By practicing yoga poses, children can learn how to exercise, develop confidence, and concentrate better.- Parent.com
Benefits from Yoga for kids may include:
- Enhanced physical flexibility
- Refined balance and coordination
- Develops focus and concentration
- Boosts self-esteem and confidence
- Strengthens the mind-body connection
- Builds self-esteem and self-confidence
Mindfulness exercises for kids can also be art! I love crafting with my kids and see so many benefits. We do a lot of painting, coloring, playdough, slime, cutting, gluing, and creating for art projects. Art needs to be approached with an open mind, like all mindfulness activities for kids. Art therapy can be paired with a professional in a clinical setting to meet various needs. At home, we use art as a mindfulness activity. Open-ended process art is my favorite art project to do with my kids.
The goal of art therapy is to utilize the creative process to help people explore self-expression and, in doing so, find new ways to gain personal insight and develop new coping skills. VeryWellMind
I am a horrible artist. My daughter is a very talented and perfectionist type. My son doesn’t love drawing but can be entertained by other activities. So we combine our interests and talents by just sitting together and creating. We discuss what we are doing, give ideas to brainstorm where another project can lead, and overall have fun.

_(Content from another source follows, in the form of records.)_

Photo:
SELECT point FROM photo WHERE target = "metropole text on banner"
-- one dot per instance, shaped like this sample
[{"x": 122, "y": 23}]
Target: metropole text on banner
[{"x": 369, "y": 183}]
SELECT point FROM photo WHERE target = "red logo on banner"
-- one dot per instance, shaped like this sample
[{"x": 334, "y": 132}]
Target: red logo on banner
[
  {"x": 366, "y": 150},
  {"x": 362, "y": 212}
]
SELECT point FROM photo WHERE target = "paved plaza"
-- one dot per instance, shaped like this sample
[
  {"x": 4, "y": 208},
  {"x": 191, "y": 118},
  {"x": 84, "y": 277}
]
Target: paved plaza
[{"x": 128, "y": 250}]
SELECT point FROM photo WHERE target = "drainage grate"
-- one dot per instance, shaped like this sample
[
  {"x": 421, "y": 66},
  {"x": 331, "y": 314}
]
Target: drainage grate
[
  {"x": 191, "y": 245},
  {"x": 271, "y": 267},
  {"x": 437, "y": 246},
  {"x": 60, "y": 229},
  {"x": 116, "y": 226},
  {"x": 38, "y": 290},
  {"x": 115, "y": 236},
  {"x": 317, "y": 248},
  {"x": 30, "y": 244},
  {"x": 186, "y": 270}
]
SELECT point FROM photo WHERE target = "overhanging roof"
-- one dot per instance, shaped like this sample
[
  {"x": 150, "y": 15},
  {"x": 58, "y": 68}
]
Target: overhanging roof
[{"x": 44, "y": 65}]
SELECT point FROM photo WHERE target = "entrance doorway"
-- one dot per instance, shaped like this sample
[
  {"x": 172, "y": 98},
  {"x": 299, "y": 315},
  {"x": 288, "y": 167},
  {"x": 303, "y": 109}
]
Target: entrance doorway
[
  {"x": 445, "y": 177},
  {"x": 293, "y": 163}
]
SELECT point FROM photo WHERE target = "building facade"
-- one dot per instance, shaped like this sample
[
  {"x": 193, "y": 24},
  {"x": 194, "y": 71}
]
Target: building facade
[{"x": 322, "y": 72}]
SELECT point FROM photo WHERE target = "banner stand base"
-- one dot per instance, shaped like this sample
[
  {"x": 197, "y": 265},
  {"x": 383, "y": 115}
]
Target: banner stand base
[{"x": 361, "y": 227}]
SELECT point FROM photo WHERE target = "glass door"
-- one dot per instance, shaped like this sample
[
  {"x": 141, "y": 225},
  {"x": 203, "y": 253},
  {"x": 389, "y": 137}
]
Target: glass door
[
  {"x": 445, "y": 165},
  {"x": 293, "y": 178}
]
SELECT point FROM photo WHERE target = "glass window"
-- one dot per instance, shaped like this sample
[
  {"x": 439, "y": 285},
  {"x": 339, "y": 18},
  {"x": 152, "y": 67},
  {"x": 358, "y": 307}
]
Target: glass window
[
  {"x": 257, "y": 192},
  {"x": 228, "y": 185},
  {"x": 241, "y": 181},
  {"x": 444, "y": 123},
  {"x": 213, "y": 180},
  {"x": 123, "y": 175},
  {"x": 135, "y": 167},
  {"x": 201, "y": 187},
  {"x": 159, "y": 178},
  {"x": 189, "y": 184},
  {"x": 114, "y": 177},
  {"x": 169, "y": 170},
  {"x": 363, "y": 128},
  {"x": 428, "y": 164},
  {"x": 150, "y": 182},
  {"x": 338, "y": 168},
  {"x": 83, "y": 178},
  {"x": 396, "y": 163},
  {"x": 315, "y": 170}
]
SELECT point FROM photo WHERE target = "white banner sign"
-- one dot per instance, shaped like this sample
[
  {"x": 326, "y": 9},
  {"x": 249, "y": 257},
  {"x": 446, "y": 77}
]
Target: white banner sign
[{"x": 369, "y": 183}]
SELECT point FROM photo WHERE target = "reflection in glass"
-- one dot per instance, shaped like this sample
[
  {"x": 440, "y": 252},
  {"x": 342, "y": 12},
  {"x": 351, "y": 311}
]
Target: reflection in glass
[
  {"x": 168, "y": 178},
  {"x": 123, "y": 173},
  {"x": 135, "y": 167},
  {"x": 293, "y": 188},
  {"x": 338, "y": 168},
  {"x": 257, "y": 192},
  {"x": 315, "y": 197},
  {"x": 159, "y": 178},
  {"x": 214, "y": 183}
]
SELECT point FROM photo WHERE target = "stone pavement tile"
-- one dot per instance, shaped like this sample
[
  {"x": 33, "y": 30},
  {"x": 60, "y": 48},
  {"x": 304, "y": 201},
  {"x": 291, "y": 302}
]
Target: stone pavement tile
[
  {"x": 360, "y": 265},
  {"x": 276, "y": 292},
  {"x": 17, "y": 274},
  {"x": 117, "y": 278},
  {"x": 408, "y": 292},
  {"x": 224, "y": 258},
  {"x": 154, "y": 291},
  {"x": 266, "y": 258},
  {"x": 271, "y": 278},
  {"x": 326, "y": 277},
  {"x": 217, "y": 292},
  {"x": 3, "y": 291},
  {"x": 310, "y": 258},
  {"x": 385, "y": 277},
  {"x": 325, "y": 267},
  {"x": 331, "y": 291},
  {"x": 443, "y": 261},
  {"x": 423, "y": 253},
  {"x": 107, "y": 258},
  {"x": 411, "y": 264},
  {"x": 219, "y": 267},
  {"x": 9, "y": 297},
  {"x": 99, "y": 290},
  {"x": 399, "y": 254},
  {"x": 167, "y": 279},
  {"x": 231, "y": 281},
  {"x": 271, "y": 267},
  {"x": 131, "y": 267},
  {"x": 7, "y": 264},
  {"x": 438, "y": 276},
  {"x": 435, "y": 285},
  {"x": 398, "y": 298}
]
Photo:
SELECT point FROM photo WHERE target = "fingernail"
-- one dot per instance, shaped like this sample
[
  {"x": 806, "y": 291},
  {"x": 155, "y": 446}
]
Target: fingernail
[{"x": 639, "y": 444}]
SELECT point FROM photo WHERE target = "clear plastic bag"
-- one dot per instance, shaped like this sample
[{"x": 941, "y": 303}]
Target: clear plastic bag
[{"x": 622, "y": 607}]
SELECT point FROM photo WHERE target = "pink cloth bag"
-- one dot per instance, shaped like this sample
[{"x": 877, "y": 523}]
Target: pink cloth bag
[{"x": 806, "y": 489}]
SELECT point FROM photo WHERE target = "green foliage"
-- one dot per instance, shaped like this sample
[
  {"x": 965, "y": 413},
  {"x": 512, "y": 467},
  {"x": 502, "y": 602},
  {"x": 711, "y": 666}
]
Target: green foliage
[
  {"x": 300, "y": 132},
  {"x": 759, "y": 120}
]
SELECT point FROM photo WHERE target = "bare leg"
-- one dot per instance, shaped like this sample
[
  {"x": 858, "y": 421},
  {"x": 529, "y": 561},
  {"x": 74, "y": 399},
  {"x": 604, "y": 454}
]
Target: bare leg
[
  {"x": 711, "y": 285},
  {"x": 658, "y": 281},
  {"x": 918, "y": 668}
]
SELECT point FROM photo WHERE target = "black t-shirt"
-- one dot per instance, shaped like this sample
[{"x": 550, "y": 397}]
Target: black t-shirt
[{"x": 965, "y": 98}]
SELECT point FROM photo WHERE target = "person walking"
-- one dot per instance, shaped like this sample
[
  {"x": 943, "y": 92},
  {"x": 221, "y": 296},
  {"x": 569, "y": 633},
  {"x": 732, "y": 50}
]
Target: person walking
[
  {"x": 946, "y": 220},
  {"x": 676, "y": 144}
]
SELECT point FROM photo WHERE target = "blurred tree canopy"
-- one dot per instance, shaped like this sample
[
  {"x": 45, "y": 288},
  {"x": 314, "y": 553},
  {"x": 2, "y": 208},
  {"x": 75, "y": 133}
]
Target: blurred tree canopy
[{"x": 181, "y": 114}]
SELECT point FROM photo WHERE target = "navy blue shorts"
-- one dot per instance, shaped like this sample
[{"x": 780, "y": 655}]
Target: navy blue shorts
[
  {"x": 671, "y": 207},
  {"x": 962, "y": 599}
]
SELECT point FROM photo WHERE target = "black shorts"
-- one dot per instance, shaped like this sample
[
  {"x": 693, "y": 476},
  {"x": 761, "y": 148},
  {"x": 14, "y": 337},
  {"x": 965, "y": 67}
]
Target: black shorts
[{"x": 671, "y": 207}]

During our mindfulness series art session, I had a migraine attack, and my son and I sat with my green light. Under my Allay glow, we listened to the mindfulness series and colored. Coloring is my favorite art activity for migraine. I can zone out and distract myself from the pain gently. With the combination of Allay and art therapy, I left my table that night feeling better. Not a cure and gone, but better.
Mindfulness Activities for Families
Whether mindfulness exercises are for kids or adults, everyone can benefit. Fun mindfulness exercises are essential when keeping a child’s interest. I never realized that I was doing so many things considered mindful and now focus on being present. I used to do yoga and let my mind wander. Or I’d sit with my kids while they crafted, but I checked my phone and tried to get something else done. Now, I focus on sitting with them and creating with them. I focus on each breath and how my body and mind react to it. Making time in our day to be present is something that once again takes work but is rewarding. Also read: My Baby Birthday and Migraine
When doing fun mindfulness activities with my kids, I try to provide an environment that can relax us all. After going through the series, my children now ask me when the next session is. Mindfulness exercises need practice and consistency, and the program has allowed us to keep on track. We are always looking for new and fun mindfulness activities for kids to keep our minds and bodies refreshed. We have loved getting a little sample of the many ways to care for our minds while using an integrative approach. Over the year, creative mindfulness exercises have given us all strength during a time we didn’t have much control. I hope to continue our practices and find what works for us. I encourage you to do the same!